As markets roiled throughout the summer of 2008, AIG’s liquidity problems became increasingly clear to securities borrowers (GAO 2011,19). In July 2008, AIG’s CEO asked the FRBNY to allow the company to access the discount window (GAO 2011, 19). The FRBNY refused, saying that doing so would worsen investors’ concerns about the company’s liquidity (GAO 2011, 20). Three rating agencies downgraded AIG’s credit rating by two to three notches on September 15, 2008, resulting in an additional $20 billion in collateral demands and transaction termination payments (AIG 2009, 4). To improve their own liquidity and reduce exposure to AIG’s credit risk, securities borrowers stepped up their cash demands (McDonald and Paulson 2015, 86-87). On September 15 alone, AIG made payments of $5.2 billion to securities borrowers (AIG 2009, 4). AIG’s lead life insurance regulator testified that securities borrowers demanded a return of about $24 billion between September 12 and 30 (Dinallo 2010, 17).
On the morning of September 15, AIG also met with representatives from Goldman Sachs, JP Morgan, and the FRBNY to discuss a syndicated secured lending facility in the form of a $75 billion bridge loan sponsored by large financial institutions (AIG 2009, 4).
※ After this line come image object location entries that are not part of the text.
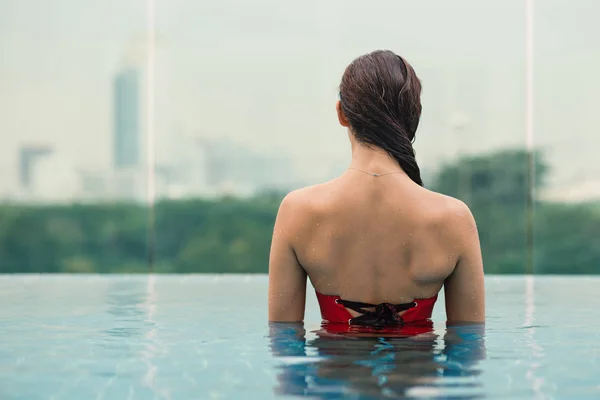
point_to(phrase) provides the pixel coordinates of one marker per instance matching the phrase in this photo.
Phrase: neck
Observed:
(372, 159)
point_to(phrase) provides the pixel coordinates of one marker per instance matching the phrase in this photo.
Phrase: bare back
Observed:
(380, 239)
(376, 239)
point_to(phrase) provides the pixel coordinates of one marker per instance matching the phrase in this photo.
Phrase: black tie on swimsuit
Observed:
(385, 314)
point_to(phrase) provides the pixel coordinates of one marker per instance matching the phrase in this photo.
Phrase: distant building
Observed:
(28, 157)
(233, 169)
(127, 119)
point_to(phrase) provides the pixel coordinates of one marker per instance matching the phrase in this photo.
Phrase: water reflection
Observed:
(329, 366)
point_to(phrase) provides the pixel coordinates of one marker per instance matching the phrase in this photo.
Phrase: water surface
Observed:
(206, 337)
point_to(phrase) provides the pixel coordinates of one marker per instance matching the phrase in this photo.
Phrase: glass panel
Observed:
(72, 177)
(245, 109)
(567, 59)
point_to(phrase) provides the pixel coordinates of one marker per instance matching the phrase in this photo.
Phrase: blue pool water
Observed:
(206, 337)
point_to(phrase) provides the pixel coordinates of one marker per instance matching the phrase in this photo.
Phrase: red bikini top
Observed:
(408, 318)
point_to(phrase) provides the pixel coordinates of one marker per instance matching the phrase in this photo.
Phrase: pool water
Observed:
(206, 337)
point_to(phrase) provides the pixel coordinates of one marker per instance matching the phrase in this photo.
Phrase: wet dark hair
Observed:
(380, 95)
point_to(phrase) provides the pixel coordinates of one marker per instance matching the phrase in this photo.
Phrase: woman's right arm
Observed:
(464, 288)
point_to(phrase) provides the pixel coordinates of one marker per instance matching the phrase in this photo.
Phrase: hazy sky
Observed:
(264, 74)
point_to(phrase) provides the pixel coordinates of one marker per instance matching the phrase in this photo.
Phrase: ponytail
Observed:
(380, 94)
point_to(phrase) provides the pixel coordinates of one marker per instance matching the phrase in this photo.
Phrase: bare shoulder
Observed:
(301, 205)
(302, 200)
(453, 215)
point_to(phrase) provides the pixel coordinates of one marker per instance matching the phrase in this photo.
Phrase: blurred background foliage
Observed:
(232, 235)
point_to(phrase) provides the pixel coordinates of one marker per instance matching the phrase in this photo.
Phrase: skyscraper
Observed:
(126, 119)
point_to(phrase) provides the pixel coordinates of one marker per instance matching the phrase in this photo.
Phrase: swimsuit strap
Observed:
(385, 314)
These efforts would aim to provide AIG with liquidity relief until it sold sufficient assets to meet its liquidity needs and stabilize (AIG 2009, 4). By the morning of September 16, it became clear that the proposed private-sector solution would not come to fruition (AIG 2009, 4).
Concurrent to the private-sector syndicated loan efforts by Goldman Sachs and JP Morgan, the governor of New York announced a plan created by the New York state insurance regulator to provide AIG with additional liquidity on September 15 (Dinallo 2010, 19). This proposal would allow AIG to access $20 billion of assets from its insurance subsidiaries (Dinallo 2010, 19). For example, AIG’s property insurance subsidiaries had liquid assets above the legal requirement to protect policyholders; regulators would permit the AIG parent company to borrow these liquid assets in exchange for its less-liquid assets (Dinallo 2010, 19). However, this plan was based on the false belief that AIG was experiencing a brief cash flow problem (Dinallo 2010, 19). Once it became clear that this response would be insufficient to resolve AIG’s liquidity issues, the proposal was dropped (Dinallo 2010, 19). On September 16, New York state regulators informed AIG that it would no longer have access to these assets and would be required to repay all loans made under the facility (AIG 2009, 4). The arrangement was formally terminated on September 22 (AIG 2009, 5).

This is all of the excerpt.